In the spring of 2009 things came back OK. There’d be continued monitoring, of course, but maybe one more ultrasound in a year (the spring of 2010! Do you see where I’m going with this?), and if that ultrasound showed no change, I wouldn’t have to worry.
However, this was the same series of doctor visits that led to the discovery of a lump on my thyroid. That lump, back then, was minor, just something to have biopsied and then monitor. Most doctors wouldn’t even pay attention to something so small because they (the lumps) are so common. But my doctor? She paid attention to it. She paid attention because I’m a patient with diabetes.
That first biopsy? It came back indeterminate, which, the doctors told me, was probably nothing. Probably not cancerous (the statistics showed a less than 2% chance).
So they’d monitor it with another biopsy in a year or so.
Now, I’ve documented how this played out, and some readers will know this story all too well.
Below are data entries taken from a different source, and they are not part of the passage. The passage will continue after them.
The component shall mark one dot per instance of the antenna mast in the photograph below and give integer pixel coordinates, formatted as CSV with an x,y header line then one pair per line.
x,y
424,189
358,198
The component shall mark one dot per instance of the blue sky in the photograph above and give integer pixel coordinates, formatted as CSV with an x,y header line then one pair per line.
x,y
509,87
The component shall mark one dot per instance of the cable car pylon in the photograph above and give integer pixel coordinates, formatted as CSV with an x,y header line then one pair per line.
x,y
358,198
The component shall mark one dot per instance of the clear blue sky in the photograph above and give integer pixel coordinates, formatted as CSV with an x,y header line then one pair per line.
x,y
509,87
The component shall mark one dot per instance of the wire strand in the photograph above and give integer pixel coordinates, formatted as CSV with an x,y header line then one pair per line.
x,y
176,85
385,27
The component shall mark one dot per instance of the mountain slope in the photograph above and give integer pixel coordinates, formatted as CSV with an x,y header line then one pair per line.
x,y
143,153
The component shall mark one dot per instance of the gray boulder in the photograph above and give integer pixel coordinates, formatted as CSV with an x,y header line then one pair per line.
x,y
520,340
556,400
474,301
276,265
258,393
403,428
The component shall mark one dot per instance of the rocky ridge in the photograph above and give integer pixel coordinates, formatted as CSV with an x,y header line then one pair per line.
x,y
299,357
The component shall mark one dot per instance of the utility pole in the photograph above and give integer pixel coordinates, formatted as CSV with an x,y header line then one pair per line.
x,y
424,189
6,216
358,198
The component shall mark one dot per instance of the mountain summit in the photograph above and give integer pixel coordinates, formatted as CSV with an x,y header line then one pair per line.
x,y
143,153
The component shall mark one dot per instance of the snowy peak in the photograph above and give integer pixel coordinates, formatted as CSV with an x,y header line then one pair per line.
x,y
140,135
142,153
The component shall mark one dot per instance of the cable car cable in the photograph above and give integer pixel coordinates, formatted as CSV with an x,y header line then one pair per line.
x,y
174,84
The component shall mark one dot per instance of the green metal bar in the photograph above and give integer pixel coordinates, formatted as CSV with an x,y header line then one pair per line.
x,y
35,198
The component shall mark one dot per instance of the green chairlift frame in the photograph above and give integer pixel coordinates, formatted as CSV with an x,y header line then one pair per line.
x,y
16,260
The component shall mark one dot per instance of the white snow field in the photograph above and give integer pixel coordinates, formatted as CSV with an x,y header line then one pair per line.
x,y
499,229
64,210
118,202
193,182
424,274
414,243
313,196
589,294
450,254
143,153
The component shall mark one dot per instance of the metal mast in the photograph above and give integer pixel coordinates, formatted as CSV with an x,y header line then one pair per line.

Briefly: In November of last year an endocrinologist decided to have another biopsy for the nodule on my thyroid six months earlier. This second biopsy came back positive for cancer of the thyroid. The last six months of my life have been heavily given over to the surgery and recovery from this ordeal.
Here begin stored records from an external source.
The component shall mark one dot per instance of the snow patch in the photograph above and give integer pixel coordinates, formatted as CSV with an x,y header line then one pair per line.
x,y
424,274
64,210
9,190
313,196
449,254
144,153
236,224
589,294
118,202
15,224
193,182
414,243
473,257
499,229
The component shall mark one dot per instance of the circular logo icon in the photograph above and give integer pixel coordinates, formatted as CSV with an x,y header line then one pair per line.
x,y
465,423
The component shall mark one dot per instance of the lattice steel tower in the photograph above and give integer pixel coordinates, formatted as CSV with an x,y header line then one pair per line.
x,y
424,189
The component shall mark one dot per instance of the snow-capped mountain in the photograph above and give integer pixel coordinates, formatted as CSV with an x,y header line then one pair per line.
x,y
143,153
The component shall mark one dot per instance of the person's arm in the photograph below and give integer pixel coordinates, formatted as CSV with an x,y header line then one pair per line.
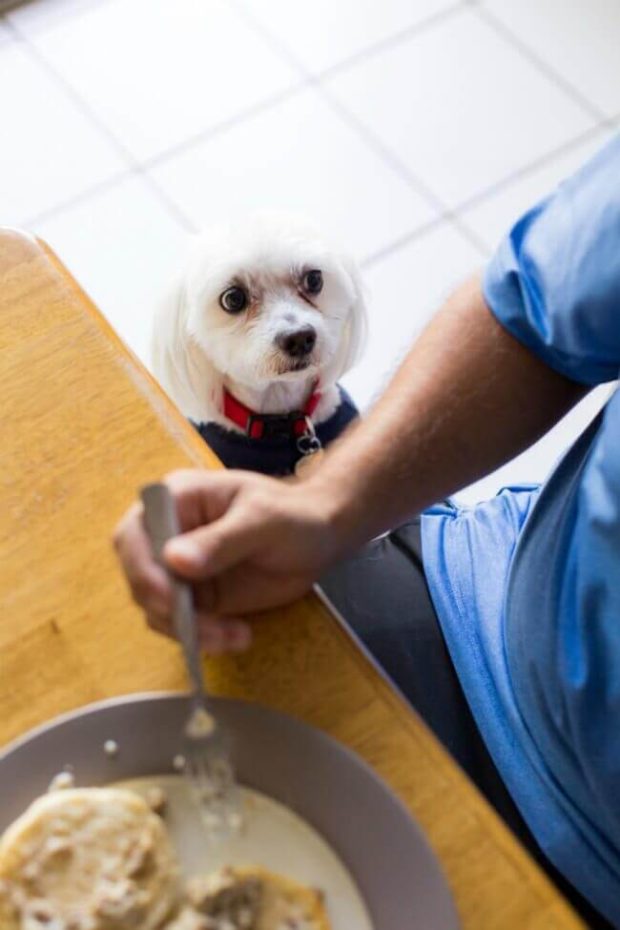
x,y
467,398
Monitoring caught the cancer early and I am on the road to 100% recovery.
And yet…
And yet…
You’ll have to forgive me if yesterday, while laying on my side in a quiet examination room while an ultrasound technician ran an ultrasound wand repeatedly over my kidneys and bladder, I wasn’t in a somewhat different frame of mind than during that first ultrasound way back when. This entire week I’ve been unable to excise the unhealthy thought processes plaguing my overactive imagination: too many not-so-good outcomes from yesterday’s follow-up ultrasound.
The techs who do the ultrasounds don’t tell you anything, they can’t tell you anything (they’re forbidden to do so).
I won’t know for a week or so what the result is, if everything’s fine or if what was really nothing is really something.
And honestly, I’ve had enough of nothings turning into something.